[comp.os.vms] Speeding Up System Bootup And Recommendations On How To Accomplish.

CLAYTON@XRT.UPENN.EDU ("Clayton, Paul D.") (09/28/87)

Information From TSO Financial - The Saga Continues...
Chapter 27 - September 28, 1987

The following article was submitted for answers, which I have injected into
the text.

	Speedup VAX-cluster startup-procedure
	-------------------------------------

        Booting our VAX-cluster takes too long. It takes approximately
        20 minutes before we have all systems up and running from a
        coldstart.

	The first bottleneck is the meeting that the 3 VAXes seem to
        have. Perhaps adding a quorum-disk can speedup that mumbling
        about entering and leaving the cluster?

Adding a quorum disk will NOT speed things up when the 'meeting' is taking
place. It will also LENGTHEN the time taken during cluster transistion when
a system leaves the cluster for any reason. I am currently engaged in a 
serious conversation with my LOCAL and AREA support reps over the way my
cluster is configured. DEC is predicting disaster, and in one case it may 
result. But I have lost two HSC's and THEY crapped up 4 disks. You are not
suppose to win.

	The second bottleneck is SYSTARTUP.COM itself. There are a lot
        of software products that have to be handled. Some of them I
        start up by submitting a job from batch. I edited one
        command-procedure to startup jnet from batch and if there is a
        problem I get a notification by MAIL from that
        command-procedure.

Good idea to start things in batch if you can. My practice to to NOT START the
batch queues during boot time. The reason is that battery backup on the system
clocks have failed me at least 3 times. The result is a bad system time. The
worst disaster to date was a 8700 booted with a time two YEARS ahead of what it
should have been. We have 40+ batch jobs that do ALL SORTS of things depending
on the system time. We ended up rebuilding a lot of disk packs to get the
files back to what they should have been. Sigh...
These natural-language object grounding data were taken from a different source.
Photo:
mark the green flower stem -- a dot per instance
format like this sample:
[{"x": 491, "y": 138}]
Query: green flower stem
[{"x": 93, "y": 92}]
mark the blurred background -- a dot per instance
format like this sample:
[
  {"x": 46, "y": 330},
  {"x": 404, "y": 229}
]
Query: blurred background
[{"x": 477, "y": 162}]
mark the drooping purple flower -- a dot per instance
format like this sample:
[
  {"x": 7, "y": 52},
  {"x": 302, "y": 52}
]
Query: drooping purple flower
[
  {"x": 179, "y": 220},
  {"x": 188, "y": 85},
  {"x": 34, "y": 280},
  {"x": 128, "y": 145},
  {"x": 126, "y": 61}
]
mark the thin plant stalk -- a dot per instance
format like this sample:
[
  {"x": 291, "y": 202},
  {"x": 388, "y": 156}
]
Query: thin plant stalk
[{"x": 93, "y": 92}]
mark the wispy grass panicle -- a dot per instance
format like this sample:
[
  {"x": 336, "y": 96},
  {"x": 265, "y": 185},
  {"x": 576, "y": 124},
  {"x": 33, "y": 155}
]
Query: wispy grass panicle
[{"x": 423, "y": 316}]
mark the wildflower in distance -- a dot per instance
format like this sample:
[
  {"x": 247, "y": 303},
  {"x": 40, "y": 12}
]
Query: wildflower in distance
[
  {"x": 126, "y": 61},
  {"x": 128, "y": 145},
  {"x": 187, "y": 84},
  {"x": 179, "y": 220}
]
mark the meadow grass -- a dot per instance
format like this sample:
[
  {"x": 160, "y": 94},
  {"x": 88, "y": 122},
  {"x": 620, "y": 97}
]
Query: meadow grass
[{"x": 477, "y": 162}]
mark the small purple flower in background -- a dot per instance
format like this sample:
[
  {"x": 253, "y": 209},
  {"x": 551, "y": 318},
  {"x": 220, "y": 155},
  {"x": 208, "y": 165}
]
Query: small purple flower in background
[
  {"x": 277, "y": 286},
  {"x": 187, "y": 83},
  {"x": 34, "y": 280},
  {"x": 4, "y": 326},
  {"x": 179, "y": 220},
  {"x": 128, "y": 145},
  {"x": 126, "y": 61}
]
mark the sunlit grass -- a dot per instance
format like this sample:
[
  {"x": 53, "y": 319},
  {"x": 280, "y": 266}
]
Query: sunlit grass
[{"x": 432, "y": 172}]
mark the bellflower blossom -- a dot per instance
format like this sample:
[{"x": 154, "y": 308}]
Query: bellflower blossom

	The third bottleneck sometimes is the mount-verification of 10
        RA81's if one of the systems was not shut down properly. I can
        handle that by switching off mount-verification.

Again, I would NOT recommend that Mount-Verification be turned off. You could
end up with scrambled bit maps in the cache and a lost disk way after any
sensible point of rebuild. I HIGHLY recommend that MVTIMEOUT be set to 
something HUGE like 64000 so that a HSC50 with a TU58 can reboot BEFORE the
disks can complete the verification procedure.

        I am going to rewrite the startup-procedure. I want to
        implement a multi-trap-rocket taking care of dependencies. For
        example I should first startup DECnet and after that PSI. I
        think of writing one command-procedure which can be called
        with an argument indicating the command-procedure (eg.
        CMSSTARTUP.COM) There should be some error-checking and
        problems should be reported by MAIL using a distribution list
        pointing to our system-managers.

        SYSTARTUP.COM then could look like:

        $...
        $ @SUB_TO_BATCH CMSSTARTUP
        $ @SUB_TO_BATCH ACMSTART
        $ ...

Good idea. Just do this in SYSTARTUP.COM not STARTUP.COM.

	Now for my question:

        Anybody having some time-saving hints how to handle this all?
        I know how to do it but every hint might save me some time. To
        save you time reading boring remarks:

We are also currently doing the same type of things. I know of no current
DECUS tape that performs as we want. Have fun with your systems.

Paul D. Clayton - Manager Of Systems
TSO Financial - Horsham, Pa. USA
Address - CLAYTON%XRT@CIS.UPENN.EDU